I like Champion Jack’s music well enough, but I love Cornell’s guitar playing. Cornell has style and substance; he’s versatile and exciting. He knows when to step up, when to hang back, and when to lay out. You’ve heard a lot of his playing, even if you are not aware of that fact. The man played on over 2,500 recording sessions. Those included artists like Laura Nyro, Nina Simone (also as a sideman), Miles Davis, and Aretha Franklin. He’s uncredited on a lot of albums from the 1970s and 1980s; I can hear him in there sometimes. His own albums are very good, too.

Cornell’s parents were Cornell and Bernice Dupree. Champion Jack had nothing to do with it.

I can’t guess what would make Champion Jack claim parentage, other than the fact that anyone would be proud to be Cornell’s father. They obviously knew each other; they had worked together with the King Curtis band. Strange things happen. 

One of life’s mysteries, I suppose. 

Update, December 19, 2016: A Facebook page called Blues Power Radio had a post from November 24, 2012 that was another cut from the same concert as the above. The included comment said, ". . . Cornell West, son of famed piano bluesman Champion Jack Dupree . . ." 

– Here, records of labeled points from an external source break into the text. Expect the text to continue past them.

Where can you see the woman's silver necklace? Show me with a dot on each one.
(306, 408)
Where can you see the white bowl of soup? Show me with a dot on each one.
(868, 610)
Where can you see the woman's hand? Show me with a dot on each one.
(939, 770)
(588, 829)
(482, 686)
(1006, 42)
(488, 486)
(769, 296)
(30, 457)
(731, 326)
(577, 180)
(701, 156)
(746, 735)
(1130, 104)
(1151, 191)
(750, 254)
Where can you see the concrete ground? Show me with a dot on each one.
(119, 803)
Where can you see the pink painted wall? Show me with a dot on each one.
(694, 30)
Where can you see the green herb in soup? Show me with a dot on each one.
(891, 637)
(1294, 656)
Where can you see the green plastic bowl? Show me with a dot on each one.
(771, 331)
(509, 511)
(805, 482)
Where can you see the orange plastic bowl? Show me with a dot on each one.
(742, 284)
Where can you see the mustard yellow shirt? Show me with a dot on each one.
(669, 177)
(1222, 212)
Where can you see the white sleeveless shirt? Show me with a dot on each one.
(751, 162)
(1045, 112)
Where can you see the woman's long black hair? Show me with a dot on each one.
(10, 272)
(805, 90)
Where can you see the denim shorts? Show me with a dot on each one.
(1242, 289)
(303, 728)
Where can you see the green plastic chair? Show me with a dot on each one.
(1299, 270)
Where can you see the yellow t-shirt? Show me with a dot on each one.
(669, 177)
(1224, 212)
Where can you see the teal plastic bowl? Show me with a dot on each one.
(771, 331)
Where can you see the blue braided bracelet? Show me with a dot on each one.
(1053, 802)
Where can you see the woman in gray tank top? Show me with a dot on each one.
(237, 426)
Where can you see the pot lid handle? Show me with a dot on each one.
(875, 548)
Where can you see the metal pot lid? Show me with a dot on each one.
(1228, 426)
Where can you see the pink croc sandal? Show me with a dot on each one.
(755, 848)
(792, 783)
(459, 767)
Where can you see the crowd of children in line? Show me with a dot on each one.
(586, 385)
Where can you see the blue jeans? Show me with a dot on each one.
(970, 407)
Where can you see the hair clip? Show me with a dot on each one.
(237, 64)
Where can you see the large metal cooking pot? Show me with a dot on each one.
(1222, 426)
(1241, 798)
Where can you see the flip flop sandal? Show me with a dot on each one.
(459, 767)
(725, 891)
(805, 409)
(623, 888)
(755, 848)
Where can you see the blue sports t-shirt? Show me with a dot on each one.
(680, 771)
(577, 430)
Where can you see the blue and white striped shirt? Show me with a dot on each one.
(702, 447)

Update, December 19, 2016: A nice stand-alone site called The Daily Music Break had a post on December 27, 2013 about Champion Jack Dupree, which included the statement, ". . . Cornell Dupree, who became an important guitarist and I believe is Jack's son, though I couldn't verify that on the webb." 

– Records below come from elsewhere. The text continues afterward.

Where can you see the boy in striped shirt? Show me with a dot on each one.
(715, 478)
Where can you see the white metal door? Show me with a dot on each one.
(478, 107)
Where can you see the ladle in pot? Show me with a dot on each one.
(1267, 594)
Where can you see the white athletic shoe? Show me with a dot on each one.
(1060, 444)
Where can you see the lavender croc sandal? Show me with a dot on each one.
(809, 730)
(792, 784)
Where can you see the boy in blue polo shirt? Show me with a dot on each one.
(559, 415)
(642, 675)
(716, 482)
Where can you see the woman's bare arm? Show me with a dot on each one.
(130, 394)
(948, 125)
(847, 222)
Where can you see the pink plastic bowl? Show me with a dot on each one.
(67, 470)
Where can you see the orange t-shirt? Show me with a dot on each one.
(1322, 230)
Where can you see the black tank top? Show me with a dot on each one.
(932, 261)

I'm going with the New York Times obituary of Cornell Dupree at this point. It never mentions Champion Jack at all, and it gave good background on the early life of Cornell and named his original home and his parents, Cornell and Bernice Dupree. The newspaper of record has spoken! 


Unknown said...

I'd assumed the same thing myself...that Cornell was the son of Champion Jack. I recently saw the (incredibly amazing) just-issued Aretha Franklin documentary "Amazing Grace," in which Cornell plays guitar, and decided research the question. Like you, I came up with nothing in either man's biographies to indicate that they were related. Thanks for clearing up the question for me here!

Anonymous said...

I just looked this up because i am a longtime champion Jack fan who discovered a performance of Jack with the kingpins and Cornell. When I saw Cornell's name, I went a-googling because after was struck and curious to know if there was any relation. I didn't even look at the band to see who Cornell was, I was only looking for text information. Next I read this post. After reading everyone's analysis, I began to be convinced there was no relation. But before I wanted to move on, I thought it wouldn't hurt to look at footage of Cornell to see if there were any physical resemblance between the two musicians.

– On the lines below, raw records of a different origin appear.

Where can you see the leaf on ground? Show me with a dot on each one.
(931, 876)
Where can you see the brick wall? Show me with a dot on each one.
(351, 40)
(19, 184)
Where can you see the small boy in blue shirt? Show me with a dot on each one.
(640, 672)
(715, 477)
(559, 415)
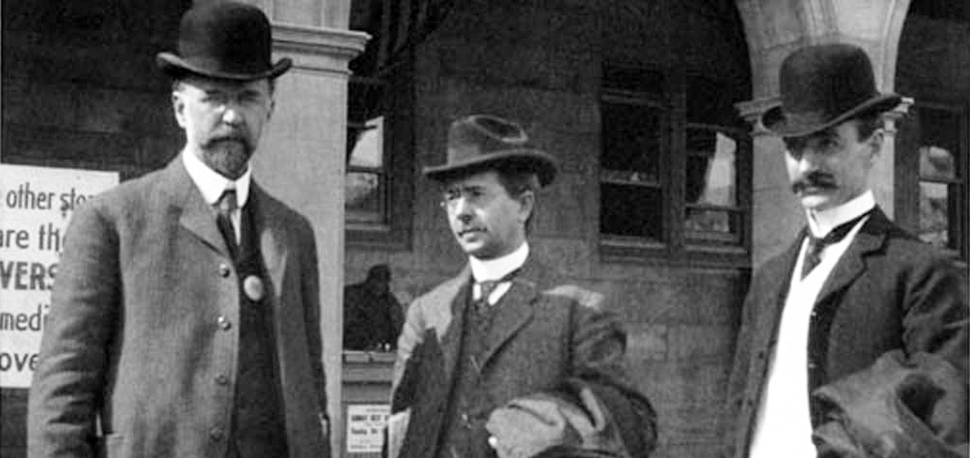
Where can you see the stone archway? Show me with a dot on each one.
(774, 29)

People, I have news for you: there is NO doubt the two men are related. Champion Jack's face is incredibly distinctive. He has a snub nose, baggy eyes, and a weak chin that is unusual, and Cornell has them too. Their hands even seem to move similarly when playing, even though their instruments as different. They may not be father and son, but there's a blood connection. It's too much of an unusual of a look to be that big of a coincidence.

fred c said...

Thanks for chiming in, Anon. You're right, "faces don't lie." Reminds me of my cousin. We have two grandparents in common, and we could easily pass for brothers. You're right about the hand comment too. My son and I could easily be identified as such by someone observing the way we move our hands, and the shape of our hands. Good detective work!